Friday, 11 March
This morning we had an interview with a Palauan gentleman who had been recommended to us earlier. He lives near the A-K causeway.
Turns out that when he was working at a sawmill in Aimeliik, he actually visited the site of the Avenger that we just discovered a few days ago in the mangroves. But according to him, back then (late fall of 1944), there weren't any mangroves and the wreck site was near the shore, in plain view. He took a tool kit with him, for the purpose of removing the machine gun from the left wing (he was sure it was the LEFT wing), in hopes of finding some parts that he could use to repair his air rifle. Yep, that's what he said. Unfortunately, the parts from the .50-caliber machine gun didn't quite fit his air rifle. Go figure. And he doesn't remember what happened to the gun.
The story he told (second-hand, from someone else who had seen the aircraft go down) is that the aircraft was flying quite low on a bombing run. There was an explosion (he assumed that the explosion was from a bomb that the plane had just dropped) that damaged the aircraft, which crashed in the water just on the ocean side of a ridge. He said that it was in water that was pretty shallow, but never quite completely exposed (2-3 feet deep at low tide), so it could have been outside the area that's presently been reclaimed by the mangroves. He didn't know if any of the wreckage was subsequently salvaged.
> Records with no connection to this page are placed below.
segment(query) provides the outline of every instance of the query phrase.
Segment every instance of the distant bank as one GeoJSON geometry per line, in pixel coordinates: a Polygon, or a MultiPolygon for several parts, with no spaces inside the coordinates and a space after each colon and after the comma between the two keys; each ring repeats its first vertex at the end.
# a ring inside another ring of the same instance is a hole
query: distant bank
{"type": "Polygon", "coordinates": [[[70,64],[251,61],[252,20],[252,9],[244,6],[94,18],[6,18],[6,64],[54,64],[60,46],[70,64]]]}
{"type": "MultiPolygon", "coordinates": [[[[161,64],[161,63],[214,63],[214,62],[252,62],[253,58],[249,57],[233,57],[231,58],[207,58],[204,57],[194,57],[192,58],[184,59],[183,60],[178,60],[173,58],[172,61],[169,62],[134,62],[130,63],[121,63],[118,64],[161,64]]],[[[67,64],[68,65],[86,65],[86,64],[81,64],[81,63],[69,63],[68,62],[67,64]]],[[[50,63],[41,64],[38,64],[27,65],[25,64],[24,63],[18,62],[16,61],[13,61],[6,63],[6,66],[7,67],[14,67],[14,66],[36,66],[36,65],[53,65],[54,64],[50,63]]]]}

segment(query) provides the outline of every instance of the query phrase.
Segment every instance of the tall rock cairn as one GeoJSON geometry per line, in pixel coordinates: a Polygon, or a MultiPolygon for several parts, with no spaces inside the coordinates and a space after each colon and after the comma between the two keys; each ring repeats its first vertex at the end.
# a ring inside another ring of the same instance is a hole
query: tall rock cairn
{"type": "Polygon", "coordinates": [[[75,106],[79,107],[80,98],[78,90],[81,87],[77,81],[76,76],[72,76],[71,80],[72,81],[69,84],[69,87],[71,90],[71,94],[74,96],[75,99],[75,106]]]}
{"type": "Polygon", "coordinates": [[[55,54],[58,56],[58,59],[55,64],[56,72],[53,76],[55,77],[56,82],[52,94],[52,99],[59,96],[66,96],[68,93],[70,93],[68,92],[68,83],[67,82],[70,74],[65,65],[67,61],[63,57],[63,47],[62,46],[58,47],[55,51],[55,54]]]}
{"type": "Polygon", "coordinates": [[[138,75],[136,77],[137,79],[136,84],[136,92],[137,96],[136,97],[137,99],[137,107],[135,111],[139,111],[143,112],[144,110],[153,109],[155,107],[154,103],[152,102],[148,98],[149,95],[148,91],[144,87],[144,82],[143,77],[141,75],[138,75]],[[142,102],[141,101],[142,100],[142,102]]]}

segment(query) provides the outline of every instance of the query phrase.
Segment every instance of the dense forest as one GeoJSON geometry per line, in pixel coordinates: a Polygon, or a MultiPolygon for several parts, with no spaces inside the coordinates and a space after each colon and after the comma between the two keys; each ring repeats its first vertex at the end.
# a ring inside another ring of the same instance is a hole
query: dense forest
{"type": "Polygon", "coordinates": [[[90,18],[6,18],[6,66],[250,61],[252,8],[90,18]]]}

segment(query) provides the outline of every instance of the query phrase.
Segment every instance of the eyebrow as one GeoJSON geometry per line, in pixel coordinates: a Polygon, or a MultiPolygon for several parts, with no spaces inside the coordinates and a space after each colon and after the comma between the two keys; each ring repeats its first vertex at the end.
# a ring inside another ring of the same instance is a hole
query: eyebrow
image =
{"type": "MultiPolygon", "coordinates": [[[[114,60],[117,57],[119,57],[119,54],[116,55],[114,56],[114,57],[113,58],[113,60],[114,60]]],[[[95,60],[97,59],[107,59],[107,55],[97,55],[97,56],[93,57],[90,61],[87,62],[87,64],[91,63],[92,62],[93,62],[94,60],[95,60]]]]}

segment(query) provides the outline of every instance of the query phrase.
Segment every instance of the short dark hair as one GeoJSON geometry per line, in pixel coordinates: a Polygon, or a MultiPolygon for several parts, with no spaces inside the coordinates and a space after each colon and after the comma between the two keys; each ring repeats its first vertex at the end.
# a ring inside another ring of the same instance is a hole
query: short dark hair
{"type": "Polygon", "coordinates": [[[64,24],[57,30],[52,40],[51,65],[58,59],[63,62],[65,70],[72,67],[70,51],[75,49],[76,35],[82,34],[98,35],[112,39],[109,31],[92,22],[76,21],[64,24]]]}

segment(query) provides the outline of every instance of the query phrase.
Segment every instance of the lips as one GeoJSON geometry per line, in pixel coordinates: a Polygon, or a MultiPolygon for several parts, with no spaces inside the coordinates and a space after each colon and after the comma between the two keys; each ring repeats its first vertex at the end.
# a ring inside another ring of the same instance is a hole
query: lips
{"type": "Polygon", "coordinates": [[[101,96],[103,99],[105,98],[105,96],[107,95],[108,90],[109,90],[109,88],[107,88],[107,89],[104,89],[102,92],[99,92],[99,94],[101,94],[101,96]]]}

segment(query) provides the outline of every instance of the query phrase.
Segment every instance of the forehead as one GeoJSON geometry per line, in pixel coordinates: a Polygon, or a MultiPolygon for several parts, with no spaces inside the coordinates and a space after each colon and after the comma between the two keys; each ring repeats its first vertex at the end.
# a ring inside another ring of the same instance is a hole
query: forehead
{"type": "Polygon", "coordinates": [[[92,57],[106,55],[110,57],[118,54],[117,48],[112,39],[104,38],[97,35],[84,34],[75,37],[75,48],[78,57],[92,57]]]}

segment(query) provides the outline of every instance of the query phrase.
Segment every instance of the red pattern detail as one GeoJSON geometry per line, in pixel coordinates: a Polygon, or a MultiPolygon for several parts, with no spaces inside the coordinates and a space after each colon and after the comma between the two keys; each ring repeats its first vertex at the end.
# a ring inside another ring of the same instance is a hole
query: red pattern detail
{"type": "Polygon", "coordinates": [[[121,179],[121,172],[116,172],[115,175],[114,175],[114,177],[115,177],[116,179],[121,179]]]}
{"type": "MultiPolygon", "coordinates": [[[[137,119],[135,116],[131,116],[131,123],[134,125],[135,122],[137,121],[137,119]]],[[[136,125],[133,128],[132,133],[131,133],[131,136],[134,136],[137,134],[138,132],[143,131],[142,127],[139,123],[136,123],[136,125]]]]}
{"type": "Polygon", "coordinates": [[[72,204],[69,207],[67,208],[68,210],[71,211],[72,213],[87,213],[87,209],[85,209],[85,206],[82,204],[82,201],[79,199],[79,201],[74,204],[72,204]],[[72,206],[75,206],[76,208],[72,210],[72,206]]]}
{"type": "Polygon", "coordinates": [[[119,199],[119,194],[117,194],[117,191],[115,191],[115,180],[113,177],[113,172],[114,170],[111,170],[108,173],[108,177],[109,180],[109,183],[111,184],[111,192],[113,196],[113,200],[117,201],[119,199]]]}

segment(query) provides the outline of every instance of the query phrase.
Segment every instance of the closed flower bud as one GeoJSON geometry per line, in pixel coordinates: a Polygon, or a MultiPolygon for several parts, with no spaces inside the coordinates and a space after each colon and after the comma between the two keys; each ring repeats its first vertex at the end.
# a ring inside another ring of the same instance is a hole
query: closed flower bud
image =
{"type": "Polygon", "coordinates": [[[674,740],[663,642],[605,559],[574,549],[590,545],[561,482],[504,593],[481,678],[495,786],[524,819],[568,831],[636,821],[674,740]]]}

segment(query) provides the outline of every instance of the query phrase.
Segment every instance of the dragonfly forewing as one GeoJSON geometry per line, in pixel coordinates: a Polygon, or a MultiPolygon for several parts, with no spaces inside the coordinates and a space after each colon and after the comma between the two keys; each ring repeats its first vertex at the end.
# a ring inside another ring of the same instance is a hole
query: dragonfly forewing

He indicated that the story was that there were no survivors, but he did not report seeing any evidence of remains and he was very vague about the size and amount of other wreckage that he saw besides the wing. Since the aircraft had crashed some time before he visited it, he wasn't able to narrow down the date of its crash. Could have been anywhere from March '44 on.
The rest of the day was consumed by admin stuff and visits, and included some time that Pat needed to prepare a talk to be presented tonight at Sam's.
We finally found Rita Ulsudong in the office at the Historical Preservation Office (we'd tried several times over the past couple of weeks but never managed to catch her in the office). We transmitted some materials and information to her about the FM-2 site in Airai.
In the early evening, we all headed to Sam's, where Pat and Joe did a presentation with an international flair. Pat used a PowerPoint presentation to discuss some of the history of the war in Palau, followed by a discussion of the BentProp mission and a presentation of findings so far on this year's expedition. It was well attended and very well received.
We had a quiet dinner at Carp, and Flip headed out to the airport for a 1:50 a.m. departure to Guam, Narita, and Michigan. He wasn't optimistic about making all of the flights he wanted, so he felt it was prudent to leave a few days before the rest of us in order to be sure he'd be back in time to start back to work.